Challenging the Earth Mother
If I believed in God, I think my deity of choice would be Gaia, the neopagan Gaia, not the original Greek goddess. I would worship the Earth Mother. I would pray in the cathedral of vaulted pines and take a communion of blackberries. To me, Nature is the closest thing to God.
When I speak of Outside or Nature, I mentally capitalize the words, giving them their due as Proper Nouns. Outside is my church, until the mosquitoes (surely they are the demons of my religion) drive me indoors, or at least to the refuge of DEET. (I think I may worship DEET too, or at least give it the status of holy water.)
Whatever your religion, I feel that most gardeners are making some sort of homage to Nature when they garden. For Christians, there is the Garden of Eden to emulate. I was struck by the link between Christianity and gardening at the close of Children of Eden. In the play’s final scene, Noah’s sons and wives disembark from the ark, and each couple makes a decision on which direction to travel in order to repopulate the drowned world. The final couple decides on no direction at all. Instead, they choose to wander the earth in search of Eden. Depending on your paradigm, this is either a testament to our desire to return to a state of grace or an expression of a basic human need to live in harmony with Nature. Either way, it was a powerful ending.

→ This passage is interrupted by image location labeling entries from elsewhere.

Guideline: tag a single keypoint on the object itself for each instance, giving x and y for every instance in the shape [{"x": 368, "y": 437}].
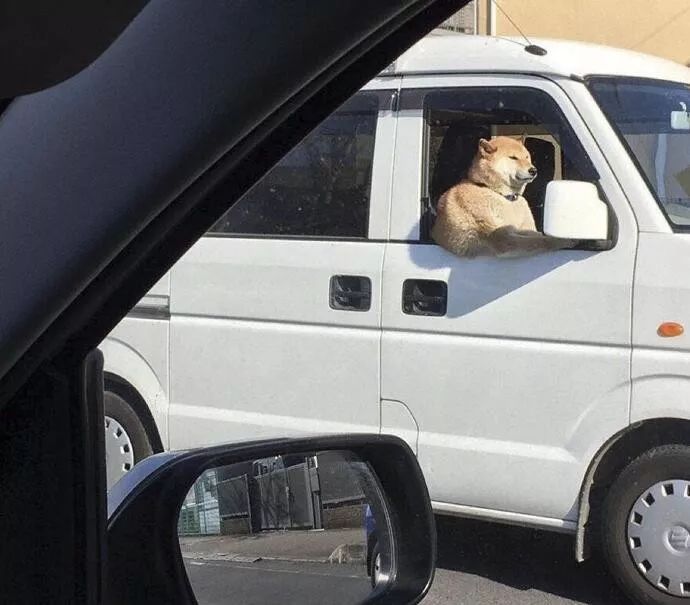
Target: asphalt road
[
  {"x": 271, "y": 582},
  {"x": 486, "y": 564},
  {"x": 478, "y": 564}
]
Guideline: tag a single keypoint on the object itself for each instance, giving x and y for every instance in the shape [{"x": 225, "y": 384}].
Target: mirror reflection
[{"x": 294, "y": 528}]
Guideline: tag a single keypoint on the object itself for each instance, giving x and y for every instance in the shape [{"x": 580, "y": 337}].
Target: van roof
[{"x": 454, "y": 53}]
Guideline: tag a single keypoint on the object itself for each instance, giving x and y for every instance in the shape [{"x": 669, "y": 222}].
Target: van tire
[
  {"x": 645, "y": 476},
  {"x": 126, "y": 440}
]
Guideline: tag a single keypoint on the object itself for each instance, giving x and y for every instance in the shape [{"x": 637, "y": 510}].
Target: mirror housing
[
  {"x": 144, "y": 508},
  {"x": 573, "y": 210}
]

Not only do I hold rather pagan beliefs, I make the same errors of hubris that mortals have committed against their gods throughout history. Once, during a rare moment after I had managed to wrangle Mike Outside to enjoy evening in the garden, he said, “Wow. It is like Nature out here.” “No,” I replied, “it’s better than Nature.” He was aghast at my presumptuousness. Although I expected a lightening bolt of doom from slighted Gaia, I escaped unscathed.
My garden IS better than Nature. Although most gardens are going for a “natural look,” the very concept of a garden is unnatural. Where, in Nature, does one see colorful perennials jam-packed together so tightly that constant maintenance is required, as in a cottage garden. Where do we find raked sand next to a perfectly contorted juniper, complemented by a half-moon foot bridge? How about a symmetrical ring of boxwood enclosing fussy hybrid tea roses? I argue that instead of imitating Nature, we are trying to create our own idealized notion of it, whether that is a sylvan glade, an orderly vegetable patch, or our very own Garden of Eden.
As we garden, whether we do it to glory God or fight evil Entropy, it fulfills a basic creative need within us to improve our surroundings. If in the process, some of us developed swelled heads and an inflated sense of self worth, well, there are worse sins. Like Round-Up.
3 Comments:
"A kiss of the sun for pardon,
The song of the birds for mirth.
One is nearer God's heart in a garden
Than anywhere else on earth"
Author Unknown
Steve said, "Evil" Entropy? I thought you wanted to worship nature? Entropy is nature's natural state.
That is a verse from a wonderful poem by Dorothy Frances Gurney, called 'God's Garden'.